If you’re contemplating a career change, you might want to consider one of these paths (via Utne).
Whether you prefer interacting with people, independence in the workplace, or a comfortable salary, there’s something for you on this list of the jobs that keep employees most satisfied at work, compiled by University of Chicago researchers.
You’ll find some sure bets — we’ve all had great teachers, for example, who insist no better occupation exists — and some surprises, too.
Find out which gigs made the cut, and why people who get up every morning for those jobs actually look forward to it.
These skilled laborers include crane operators, surveyors, and the engineers sitting at computers guiding construction. They're the people who erect skyscrapers, build highways, and work as miners and loggers.
The profession is heavily unionized -- there are about 400,000 members in North America, and the latest Bureau of labour Statistics show there are roughly 470,000 workers -- so operating engineers enjoy relatively cushy benefits and a high hourly wage, more than $20.
And they can rest easy because they've got security, too. The BLS projects a 12% increase in job openings between 2008 and 2018.
Financial services sales agents sell clients on banking services, like loans and mutual funds. They also advise people on investments and money management.
The perks? You get to work in a standard office environment, you get to communicate with a variety of people, and the average salary lands above $90,000 -- sometimes, with an option to earn bonuses, too.
Psychologists earn a decent salary -- the median rate is more than $64,000. But while more money usually means less problems, at least in terms of maintaining a comfortable lifestyle, psychologists themselves have taught us that wages don't define happiness.
Maybe psychologists report higher happiness levels because know what to do to be happy at work -- after all, they advise the rest of us on how to achieve that.
Aside from the generally low pay, people who work in the arts have a lot to be happy about.
It's fairly free-form and flexible, and it allows -- in fact, requires -- a ton of creativity.
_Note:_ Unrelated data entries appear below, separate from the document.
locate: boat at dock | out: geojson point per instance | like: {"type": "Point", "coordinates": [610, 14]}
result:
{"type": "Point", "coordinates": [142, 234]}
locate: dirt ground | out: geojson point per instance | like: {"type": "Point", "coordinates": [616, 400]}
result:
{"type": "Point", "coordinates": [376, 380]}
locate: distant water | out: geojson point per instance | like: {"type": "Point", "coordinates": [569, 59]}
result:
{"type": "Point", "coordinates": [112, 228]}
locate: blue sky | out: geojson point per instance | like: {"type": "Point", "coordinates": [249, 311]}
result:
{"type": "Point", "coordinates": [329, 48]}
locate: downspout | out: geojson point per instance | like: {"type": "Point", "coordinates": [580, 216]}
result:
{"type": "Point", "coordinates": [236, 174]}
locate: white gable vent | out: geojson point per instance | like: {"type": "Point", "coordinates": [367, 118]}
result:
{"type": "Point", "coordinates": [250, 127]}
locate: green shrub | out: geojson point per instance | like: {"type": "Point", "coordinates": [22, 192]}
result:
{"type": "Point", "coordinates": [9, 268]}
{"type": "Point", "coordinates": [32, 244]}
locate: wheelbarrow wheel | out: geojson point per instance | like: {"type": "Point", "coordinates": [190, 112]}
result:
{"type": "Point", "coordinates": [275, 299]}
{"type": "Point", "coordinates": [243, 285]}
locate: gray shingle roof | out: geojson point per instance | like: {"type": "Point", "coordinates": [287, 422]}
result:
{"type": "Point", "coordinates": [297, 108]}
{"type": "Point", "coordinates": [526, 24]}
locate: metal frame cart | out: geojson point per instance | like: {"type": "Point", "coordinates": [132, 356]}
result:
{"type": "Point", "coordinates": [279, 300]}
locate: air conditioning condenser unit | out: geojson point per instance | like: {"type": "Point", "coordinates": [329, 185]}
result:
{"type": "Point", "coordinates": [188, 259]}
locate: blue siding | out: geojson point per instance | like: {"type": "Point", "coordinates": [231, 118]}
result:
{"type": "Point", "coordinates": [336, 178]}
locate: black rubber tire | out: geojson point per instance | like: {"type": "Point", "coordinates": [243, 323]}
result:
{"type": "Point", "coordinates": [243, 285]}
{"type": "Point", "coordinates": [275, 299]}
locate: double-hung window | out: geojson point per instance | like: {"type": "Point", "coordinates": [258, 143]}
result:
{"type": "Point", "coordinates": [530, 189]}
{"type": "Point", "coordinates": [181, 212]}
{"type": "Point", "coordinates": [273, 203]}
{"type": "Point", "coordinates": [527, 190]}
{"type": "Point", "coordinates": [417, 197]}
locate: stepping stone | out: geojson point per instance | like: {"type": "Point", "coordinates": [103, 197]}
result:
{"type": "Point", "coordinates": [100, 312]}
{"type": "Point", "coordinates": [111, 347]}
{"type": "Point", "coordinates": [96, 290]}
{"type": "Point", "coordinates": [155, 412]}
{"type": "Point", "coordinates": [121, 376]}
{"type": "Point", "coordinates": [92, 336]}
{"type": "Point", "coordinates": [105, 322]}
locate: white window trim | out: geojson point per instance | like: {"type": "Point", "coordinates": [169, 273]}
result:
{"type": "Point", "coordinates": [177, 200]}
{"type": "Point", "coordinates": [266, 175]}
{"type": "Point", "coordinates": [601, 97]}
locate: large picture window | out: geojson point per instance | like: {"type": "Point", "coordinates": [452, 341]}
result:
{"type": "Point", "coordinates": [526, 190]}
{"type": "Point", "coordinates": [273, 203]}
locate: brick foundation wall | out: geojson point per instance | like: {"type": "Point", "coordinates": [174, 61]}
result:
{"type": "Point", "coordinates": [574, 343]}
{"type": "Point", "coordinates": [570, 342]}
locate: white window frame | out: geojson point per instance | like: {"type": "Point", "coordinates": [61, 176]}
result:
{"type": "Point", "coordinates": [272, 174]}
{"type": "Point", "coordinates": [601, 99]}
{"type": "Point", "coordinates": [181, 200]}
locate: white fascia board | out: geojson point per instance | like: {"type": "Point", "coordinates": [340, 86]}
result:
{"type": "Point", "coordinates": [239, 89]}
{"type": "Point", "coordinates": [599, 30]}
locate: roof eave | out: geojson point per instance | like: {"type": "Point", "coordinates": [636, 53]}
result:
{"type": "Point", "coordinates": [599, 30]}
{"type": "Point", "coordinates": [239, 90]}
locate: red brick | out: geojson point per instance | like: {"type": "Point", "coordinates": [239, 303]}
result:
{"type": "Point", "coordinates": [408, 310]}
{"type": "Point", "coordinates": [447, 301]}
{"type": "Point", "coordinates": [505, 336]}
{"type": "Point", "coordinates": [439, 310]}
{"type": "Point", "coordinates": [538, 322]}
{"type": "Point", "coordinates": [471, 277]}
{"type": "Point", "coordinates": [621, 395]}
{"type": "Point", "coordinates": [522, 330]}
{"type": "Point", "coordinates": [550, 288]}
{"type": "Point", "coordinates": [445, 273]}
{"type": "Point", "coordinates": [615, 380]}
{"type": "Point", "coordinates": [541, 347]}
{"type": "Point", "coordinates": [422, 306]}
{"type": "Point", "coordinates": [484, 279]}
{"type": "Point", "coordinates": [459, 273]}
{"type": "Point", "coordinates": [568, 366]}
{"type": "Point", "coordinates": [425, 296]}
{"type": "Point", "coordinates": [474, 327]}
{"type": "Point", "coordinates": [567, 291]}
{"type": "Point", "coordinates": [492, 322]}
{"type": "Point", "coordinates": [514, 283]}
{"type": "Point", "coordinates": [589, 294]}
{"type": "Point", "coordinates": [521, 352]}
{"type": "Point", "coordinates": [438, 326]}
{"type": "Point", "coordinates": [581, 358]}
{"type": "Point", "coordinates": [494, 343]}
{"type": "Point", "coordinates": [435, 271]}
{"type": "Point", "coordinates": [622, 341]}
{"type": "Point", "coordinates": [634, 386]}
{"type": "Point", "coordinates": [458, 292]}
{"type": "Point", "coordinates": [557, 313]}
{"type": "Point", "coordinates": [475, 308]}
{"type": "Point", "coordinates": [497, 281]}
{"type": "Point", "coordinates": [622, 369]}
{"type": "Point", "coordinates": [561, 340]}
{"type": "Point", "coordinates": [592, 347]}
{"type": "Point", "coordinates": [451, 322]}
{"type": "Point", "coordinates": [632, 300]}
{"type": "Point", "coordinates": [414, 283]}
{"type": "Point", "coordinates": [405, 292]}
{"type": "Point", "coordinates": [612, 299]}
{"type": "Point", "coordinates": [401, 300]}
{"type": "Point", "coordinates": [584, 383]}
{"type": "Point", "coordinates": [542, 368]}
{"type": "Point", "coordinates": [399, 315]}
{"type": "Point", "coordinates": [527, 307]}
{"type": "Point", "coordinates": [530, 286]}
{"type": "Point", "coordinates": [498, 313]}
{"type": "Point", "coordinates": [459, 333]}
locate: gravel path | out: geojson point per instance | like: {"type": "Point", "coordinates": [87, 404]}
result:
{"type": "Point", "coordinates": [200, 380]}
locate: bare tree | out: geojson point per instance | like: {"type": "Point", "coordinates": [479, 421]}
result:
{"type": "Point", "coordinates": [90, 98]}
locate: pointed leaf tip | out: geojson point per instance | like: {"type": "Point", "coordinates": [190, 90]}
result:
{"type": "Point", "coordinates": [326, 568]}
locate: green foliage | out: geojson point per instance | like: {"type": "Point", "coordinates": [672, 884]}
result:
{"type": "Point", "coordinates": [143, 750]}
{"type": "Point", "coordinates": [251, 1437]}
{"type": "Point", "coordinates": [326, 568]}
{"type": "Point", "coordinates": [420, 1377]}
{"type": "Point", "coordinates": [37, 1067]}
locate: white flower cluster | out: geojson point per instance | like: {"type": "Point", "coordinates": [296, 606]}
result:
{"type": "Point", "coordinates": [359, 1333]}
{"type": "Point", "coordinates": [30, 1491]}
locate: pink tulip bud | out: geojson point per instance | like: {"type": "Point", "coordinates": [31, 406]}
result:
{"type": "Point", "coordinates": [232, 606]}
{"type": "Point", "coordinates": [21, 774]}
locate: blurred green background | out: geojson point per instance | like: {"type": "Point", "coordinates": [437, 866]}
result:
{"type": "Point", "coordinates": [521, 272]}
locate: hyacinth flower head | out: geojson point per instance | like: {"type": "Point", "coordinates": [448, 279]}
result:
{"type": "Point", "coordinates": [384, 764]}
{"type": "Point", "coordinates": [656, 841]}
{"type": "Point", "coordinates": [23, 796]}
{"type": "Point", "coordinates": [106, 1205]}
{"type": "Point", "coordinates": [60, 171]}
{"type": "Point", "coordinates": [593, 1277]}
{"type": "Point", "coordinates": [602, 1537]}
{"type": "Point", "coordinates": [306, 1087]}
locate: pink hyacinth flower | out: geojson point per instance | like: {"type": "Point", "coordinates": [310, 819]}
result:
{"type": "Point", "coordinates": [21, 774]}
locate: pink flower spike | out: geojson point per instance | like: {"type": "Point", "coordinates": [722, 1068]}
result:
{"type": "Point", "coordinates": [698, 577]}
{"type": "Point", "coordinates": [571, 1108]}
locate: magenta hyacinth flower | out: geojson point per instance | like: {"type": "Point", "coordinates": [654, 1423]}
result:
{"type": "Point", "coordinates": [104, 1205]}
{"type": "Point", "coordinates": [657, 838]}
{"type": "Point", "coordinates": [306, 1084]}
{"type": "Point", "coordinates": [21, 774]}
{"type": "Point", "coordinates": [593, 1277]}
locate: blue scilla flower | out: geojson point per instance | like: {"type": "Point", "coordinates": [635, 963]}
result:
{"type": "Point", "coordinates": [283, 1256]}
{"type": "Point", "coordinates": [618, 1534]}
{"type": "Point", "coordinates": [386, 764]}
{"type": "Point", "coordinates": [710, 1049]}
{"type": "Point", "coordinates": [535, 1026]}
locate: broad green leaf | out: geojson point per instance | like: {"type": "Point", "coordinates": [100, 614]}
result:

Instead of building in a creative outlet, artists spend their work lives in one.
Plus, one recent study showed that, of the six activities that make people happiest, four were arts-related: theatre/dance, singing, visiting a museum exhibition, and hobbies including arts and crafts.
Cheryl Gferer, who teaches at Century College in White Bear Lake, Minn., says she isn't surprised to see teachers on the list.
'My students teach me more than I could ever teach them. They teach me how to face challenges, how to behave with integrity, how be more than people expect of me, how to stand up after being knocked down,' she says.
Still, teaching comes with challenges, like struggling students and the time-consuming nature of the job. But there are benefits that go far beyond those drawbacks.
'I think it makes me a better human being,' Gferer says. 'Despite that I'm often exhausted by my work, it is the most gratifying job I can imagine. I'm lucky to be a teacher.
In much the same way as other educators, special education teachers are challenged motivated by their students.
These teachers, though, face myriad challenges unique to each fo their students' distinct needs. They have to be detail-oriented and able to focus on several things at once. It makes for exhausting days, but they're still among the most satisfied members of the workforce.
They're working closely with their students, developing relationships and helping them to flourish in the education system. It's an important job, and the benefits of a special education teacher's work are easy to see.
Firefighters have one of the most hazardous, demanding, and important jobs out there. They work 24-hour shifts, including on holidays. They undergo extensive training, and they routinely risk their lives. Still, they're some of the happiest people. Why?
First, they have a supremely important job that's also highly rewarding. They protect people and their most sacred possessions.
Second, the work environment is a good one. Sure, they're on the clock full days at a time. But the colleague-to-colleague relationships are as tight as it gets. They develop strong bonds by spending so much time together, and count on each other to stay safe.
'It's almost like living with a second family,' says firefighter Matt Ouellette.
Jay Terbush has been in full-time ministry for 25 years.
'There has not been one day when I have thought, 'I wish that I had gone into some other career,'' he says. 'I just like to do the various tasks that ministers are engaged in: preaching and teaching, leading worship, caring for people in need, celebrating joyous occasions, being with people in the depths of sorrow, guiding people in their personal search for a life of meaning and purpose, mentoring youth toward faith and personal maturity.'
The 'awesome responsibility and privilege' of helping people through their crises and sharing in their celebrations inspire Terbush to be a better person -- and what's more rewarding than that?